Aanval Syrië is ook waarschuwing
En toen viel het Westen aan. Reageerden de VS, Frankrijk en het Verenigd Koninkrijk op de vermeende gasaanval op Syrische opstandelingen in de stad Douma. Wachtten zij niet op de uitslag van het onderzoek van de Organisatie voor het Verbod op Chemische Wapens (OPCW). Straften zij de Syrische president Assad en gaven een waarschuwing af voor diens Russische en Iranese beschermheren.
Maar hoe nu verder? In de wereld van het vastgoed waarin de Amerikaanse president is groot geworden, zijn de risico’s wellicht te overzien, in de internationale politiek kan een misrekening al gauw uitlopen op een wereldramp.
Natuurlijk, Trump kan een gokje wagen. Niets doen, was geen keuze. Dan zou hij in de voetsporen zijn getreden van zijn voorganger Barack Obama. Zou hij de loser zijn die merkt dat Assad en zijn Russische en Iranese beschermheren doorgaan met het versterken van hun posities.
Trump kan nu een grotere aanval uitvoeren, Assad uit Damascus bombarderen, met het risico op een Russische reactie. In dat geval vervalt Syrië al gauw tot een chaos waarin radicale organisaties als IS en Al Qaida nieuwe kansen zullen ruiken.

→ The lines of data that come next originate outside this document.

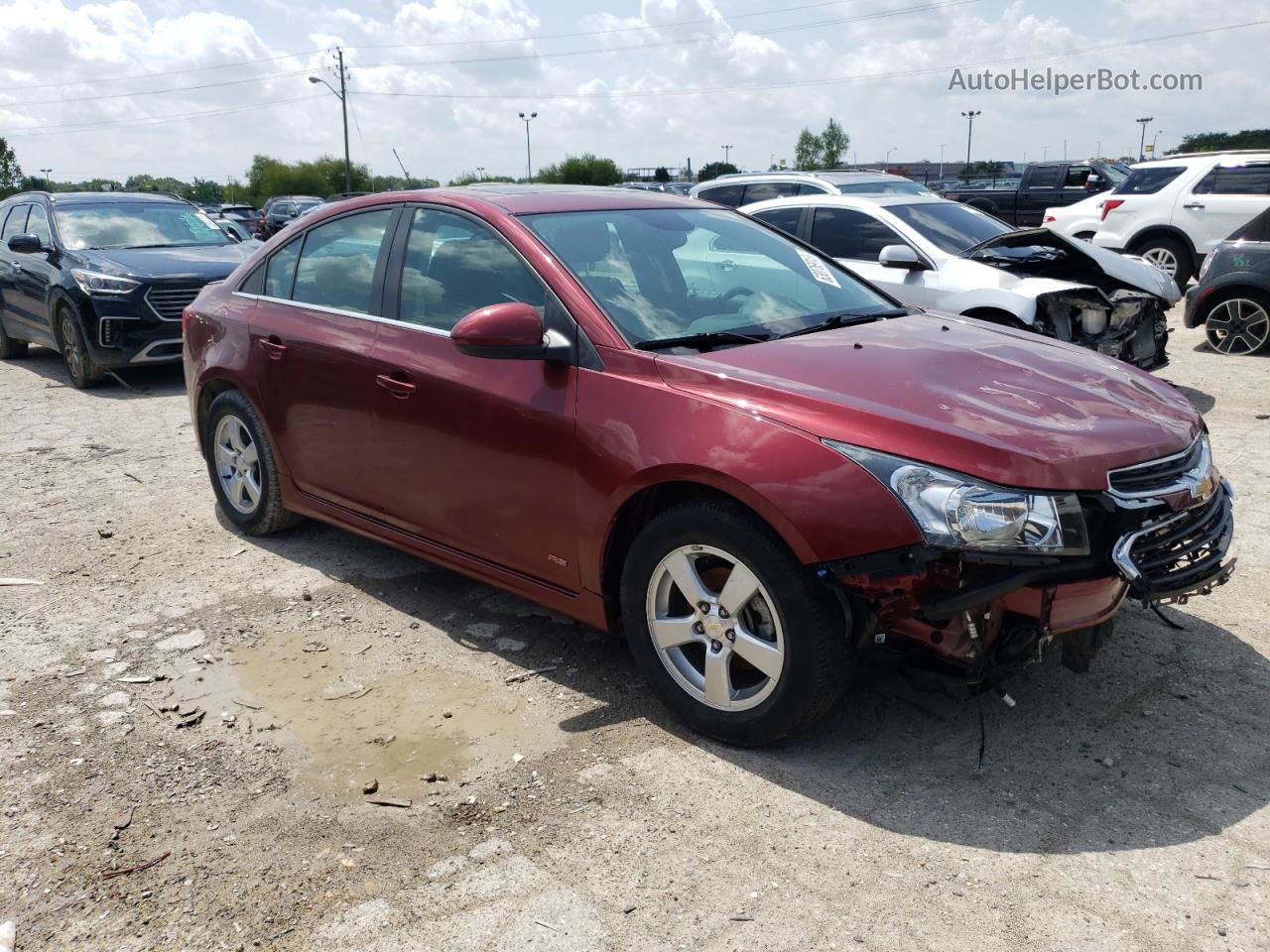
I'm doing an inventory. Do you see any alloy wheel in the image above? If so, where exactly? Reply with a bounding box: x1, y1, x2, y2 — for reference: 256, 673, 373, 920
647, 545, 785, 711
1204, 298, 1270, 354
212, 414, 263, 516
1142, 248, 1178, 278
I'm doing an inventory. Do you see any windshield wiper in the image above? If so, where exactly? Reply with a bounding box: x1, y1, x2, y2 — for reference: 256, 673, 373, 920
780, 307, 913, 340
635, 330, 771, 350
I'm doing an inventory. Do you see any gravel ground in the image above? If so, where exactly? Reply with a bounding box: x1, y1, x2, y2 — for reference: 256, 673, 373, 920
0, 311, 1270, 952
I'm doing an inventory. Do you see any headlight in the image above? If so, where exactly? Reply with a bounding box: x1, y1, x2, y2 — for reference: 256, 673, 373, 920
71, 268, 141, 295
825, 439, 1089, 554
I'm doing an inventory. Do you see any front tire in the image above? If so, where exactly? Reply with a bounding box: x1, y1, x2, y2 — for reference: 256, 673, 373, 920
58, 307, 101, 390
621, 500, 849, 747
203, 390, 300, 536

Nee, ook dààr zullen Trumps adviseurs weinig voor voelen. Wellicht voeren Rusland en de VS al overleg, op hoog niveau, in het diepste geheim. Een aanval op één, twee of drie opslagplaatsen voor chemische wapens ligt voor de hand.
Hoe het zij, de ‘vrienden’ Poetin en Trump komen er wel uit. En daarbij gaat het allang niet meer om de dode Syrische kinderen, moeders en vaders. Zelfs gaat het niet om president Assad, maar om de vraag, hoe een wereldmacht probeert gezichtsverlies tot een minimum te beperken.